ウェーブのかかった茶髪に、優しい笑顔が印象的の寝間着姿の男だと。話していく内に、リュラの美しい顔が驚愕の色に染まっていき……話終わった時には、思い切り肩を掴まれていた。
「本当か!?」
「え……?」
リュラのあまりの変貌ぶりに燈はビクリと肩を揺らす。
「本当にその男は、そのような姿だったのか!?」
鬼気迫る女王に何も言えるはずもなく、燈はただ首を縦に振るだけだった。
「その男は何か言っていなかったか!?」
「え…と…。地下室は行ってはいけないとか…。お城へ来る時はウィルと行動を共にした方がいいとか…」
「他は!? 他に何か……!!」
興奮したリュラの尖った爪が肩に食い込み、燈は苦痛の色を滲ませた。
「い…痛いです……リュラさん……!」
「……!!」
目の前の燈の表情が痛みで歪んでいる事にようやく気付き、リュラは肩から手を離した。
「す、すまない……。取り乱してしまった」
そう言って顔を覆う女王。燈にとって、彼女は強い女性だと思っていた。気高く、妖艶で大人びた落ち着きを持つ女性。だから、リュラが感情を高ぶらせて取り乱す姿なんて想像出来なかったのだ。

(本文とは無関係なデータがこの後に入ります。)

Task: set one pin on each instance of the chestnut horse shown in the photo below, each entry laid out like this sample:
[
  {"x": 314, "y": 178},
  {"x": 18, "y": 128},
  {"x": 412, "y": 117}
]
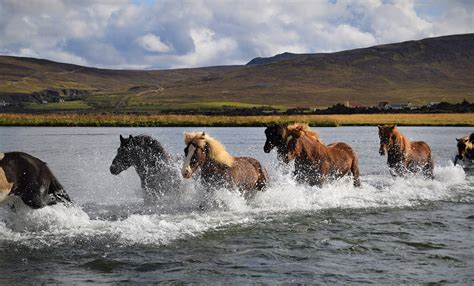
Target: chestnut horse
[
  {"x": 465, "y": 148},
  {"x": 30, "y": 179},
  {"x": 402, "y": 155},
  {"x": 219, "y": 168},
  {"x": 315, "y": 162}
]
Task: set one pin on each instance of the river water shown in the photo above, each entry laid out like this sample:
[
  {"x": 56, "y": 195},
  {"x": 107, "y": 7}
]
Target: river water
[{"x": 390, "y": 231}]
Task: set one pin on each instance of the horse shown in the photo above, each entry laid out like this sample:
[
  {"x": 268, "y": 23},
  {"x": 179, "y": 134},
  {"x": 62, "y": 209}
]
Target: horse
[
  {"x": 30, "y": 179},
  {"x": 152, "y": 163},
  {"x": 402, "y": 155},
  {"x": 276, "y": 137},
  {"x": 219, "y": 169},
  {"x": 316, "y": 163},
  {"x": 465, "y": 148}
]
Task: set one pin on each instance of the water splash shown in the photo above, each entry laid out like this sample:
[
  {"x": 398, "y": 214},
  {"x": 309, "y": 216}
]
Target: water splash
[{"x": 179, "y": 216}]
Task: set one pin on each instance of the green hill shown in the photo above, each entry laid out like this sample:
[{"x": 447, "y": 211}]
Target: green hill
[{"x": 433, "y": 69}]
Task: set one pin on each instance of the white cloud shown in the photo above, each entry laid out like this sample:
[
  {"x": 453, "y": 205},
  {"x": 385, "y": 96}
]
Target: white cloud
[
  {"x": 153, "y": 43},
  {"x": 164, "y": 34}
]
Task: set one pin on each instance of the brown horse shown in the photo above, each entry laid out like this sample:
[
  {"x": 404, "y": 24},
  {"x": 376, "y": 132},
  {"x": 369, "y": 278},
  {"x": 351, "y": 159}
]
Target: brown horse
[
  {"x": 315, "y": 162},
  {"x": 219, "y": 168},
  {"x": 277, "y": 136},
  {"x": 402, "y": 155},
  {"x": 465, "y": 148}
]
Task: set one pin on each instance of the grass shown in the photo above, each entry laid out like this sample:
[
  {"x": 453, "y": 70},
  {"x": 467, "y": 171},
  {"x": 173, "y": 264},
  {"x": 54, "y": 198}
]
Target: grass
[
  {"x": 66, "y": 105},
  {"x": 451, "y": 119}
]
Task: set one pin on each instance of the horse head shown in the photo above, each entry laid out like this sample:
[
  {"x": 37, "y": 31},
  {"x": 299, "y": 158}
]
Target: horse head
[
  {"x": 464, "y": 145},
  {"x": 276, "y": 137},
  {"x": 386, "y": 132},
  {"x": 293, "y": 144},
  {"x": 201, "y": 148},
  {"x": 195, "y": 152},
  {"x": 125, "y": 155}
]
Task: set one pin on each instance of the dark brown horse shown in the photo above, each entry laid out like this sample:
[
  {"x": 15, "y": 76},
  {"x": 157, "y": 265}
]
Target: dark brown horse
[
  {"x": 402, "y": 155},
  {"x": 152, "y": 163},
  {"x": 277, "y": 136},
  {"x": 315, "y": 163},
  {"x": 465, "y": 148},
  {"x": 219, "y": 168},
  {"x": 30, "y": 179}
]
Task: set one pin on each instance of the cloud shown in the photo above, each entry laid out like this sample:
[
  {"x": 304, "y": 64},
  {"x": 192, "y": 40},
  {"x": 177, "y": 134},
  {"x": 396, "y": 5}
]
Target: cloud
[
  {"x": 166, "y": 34},
  {"x": 153, "y": 43}
]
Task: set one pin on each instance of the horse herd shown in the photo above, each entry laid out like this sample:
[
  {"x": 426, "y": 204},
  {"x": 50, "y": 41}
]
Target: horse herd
[{"x": 315, "y": 163}]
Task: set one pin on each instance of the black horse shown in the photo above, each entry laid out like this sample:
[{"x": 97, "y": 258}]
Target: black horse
[
  {"x": 276, "y": 138},
  {"x": 153, "y": 164},
  {"x": 30, "y": 179}
]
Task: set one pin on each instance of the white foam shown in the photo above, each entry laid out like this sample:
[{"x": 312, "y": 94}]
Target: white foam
[{"x": 178, "y": 216}]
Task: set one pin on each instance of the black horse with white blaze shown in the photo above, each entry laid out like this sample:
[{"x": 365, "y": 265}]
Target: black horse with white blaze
[
  {"x": 30, "y": 179},
  {"x": 153, "y": 164}
]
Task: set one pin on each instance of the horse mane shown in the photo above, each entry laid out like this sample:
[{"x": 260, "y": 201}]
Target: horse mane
[
  {"x": 301, "y": 129},
  {"x": 217, "y": 151},
  {"x": 402, "y": 140},
  {"x": 149, "y": 142}
]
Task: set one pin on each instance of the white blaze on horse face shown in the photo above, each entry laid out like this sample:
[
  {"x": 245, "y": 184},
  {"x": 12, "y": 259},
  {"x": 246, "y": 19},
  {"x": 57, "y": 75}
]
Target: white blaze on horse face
[
  {"x": 187, "y": 161},
  {"x": 5, "y": 186}
]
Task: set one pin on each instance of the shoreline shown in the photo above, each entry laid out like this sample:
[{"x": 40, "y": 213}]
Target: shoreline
[{"x": 333, "y": 120}]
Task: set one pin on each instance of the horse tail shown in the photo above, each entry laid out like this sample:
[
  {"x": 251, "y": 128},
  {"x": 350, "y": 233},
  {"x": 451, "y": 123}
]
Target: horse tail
[{"x": 355, "y": 169}]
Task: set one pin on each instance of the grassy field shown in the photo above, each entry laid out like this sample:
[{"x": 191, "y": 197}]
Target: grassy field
[{"x": 451, "y": 119}]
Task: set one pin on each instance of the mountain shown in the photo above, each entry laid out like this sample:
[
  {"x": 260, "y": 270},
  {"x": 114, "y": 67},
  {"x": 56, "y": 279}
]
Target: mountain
[{"x": 432, "y": 69}]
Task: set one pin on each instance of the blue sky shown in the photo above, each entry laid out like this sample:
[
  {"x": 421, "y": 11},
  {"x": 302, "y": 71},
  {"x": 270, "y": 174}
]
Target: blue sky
[{"x": 148, "y": 34}]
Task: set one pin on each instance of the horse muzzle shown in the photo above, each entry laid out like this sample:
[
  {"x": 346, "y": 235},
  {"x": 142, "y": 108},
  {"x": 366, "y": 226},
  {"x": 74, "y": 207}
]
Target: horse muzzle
[
  {"x": 268, "y": 147},
  {"x": 114, "y": 170},
  {"x": 187, "y": 173}
]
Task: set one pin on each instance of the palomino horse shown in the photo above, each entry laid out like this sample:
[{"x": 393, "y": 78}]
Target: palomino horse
[
  {"x": 465, "y": 148},
  {"x": 30, "y": 179},
  {"x": 315, "y": 162},
  {"x": 402, "y": 155},
  {"x": 152, "y": 163},
  {"x": 219, "y": 168}
]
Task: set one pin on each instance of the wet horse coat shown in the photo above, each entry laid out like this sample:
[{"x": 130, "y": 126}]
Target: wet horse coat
[
  {"x": 465, "y": 148},
  {"x": 315, "y": 163},
  {"x": 219, "y": 169},
  {"x": 404, "y": 156},
  {"x": 152, "y": 163},
  {"x": 30, "y": 179}
]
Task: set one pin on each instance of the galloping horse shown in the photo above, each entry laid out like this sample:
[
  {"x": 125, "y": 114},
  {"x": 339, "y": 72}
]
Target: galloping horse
[
  {"x": 402, "y": 155},
  {"x": 30, "y": 179},
  {"x": 465, "y": 148},
  {"x": 277, "y": 137},
  {"x": 152, "y": 163},
  {"x": 219, "y": 168},
  {"x": 315, "y": 162}
]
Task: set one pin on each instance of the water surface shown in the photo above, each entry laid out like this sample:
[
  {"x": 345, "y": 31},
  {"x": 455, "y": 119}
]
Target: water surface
[{"x": 392, "y": 230}]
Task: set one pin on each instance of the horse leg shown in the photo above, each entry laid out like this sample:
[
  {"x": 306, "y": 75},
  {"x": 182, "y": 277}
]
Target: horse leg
[
  {"x": 35, "y": 196},
  {"x": 355, "y": 172}
]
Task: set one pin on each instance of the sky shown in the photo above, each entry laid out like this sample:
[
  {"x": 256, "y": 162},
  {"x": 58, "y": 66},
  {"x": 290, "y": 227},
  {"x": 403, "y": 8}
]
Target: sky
[{"x": 147, "y": 34}]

「私は大丈夫です…。リュラさんの方が大丈夫ですか…?」
「……フフ。年下の燈に心配されるとは、私もまだまだだな」
顔から手を離したリュラは、いつもの大人びた表情だったが、少しだけ無理をしているように見えた。
「…すみません。私…気に障るような事を言いましたか?」
「いや、燈に否は全く無い。私の未熟さ故、こんな醜態を晒した。…本当にすまなかった」
頭を垂れる女王に、燈は慌てて「頭を上げてください!」と言う。しかし、リュラは頭を上げる気配は無い。その代わり、彼女の聞きとれないくらい小さな呟きが、燈の耳に届いた。
「……こんな私だから、私の前には姿を現してくれないのか……?」
「……!」
いつもとは違う、彼女の弱々しくて切ない声。言葉の意味は分からない。…だが、女王では無く、一人の女性としての姿を見た気がした。
「……リュラさん」
燈はそっと彼女の肩に手を置いた。多分、彼女が大きく反応した原因は、優しい幽霊の容姿を聞いたから。あの人は、リュラに大きく関係しているという事は分かった。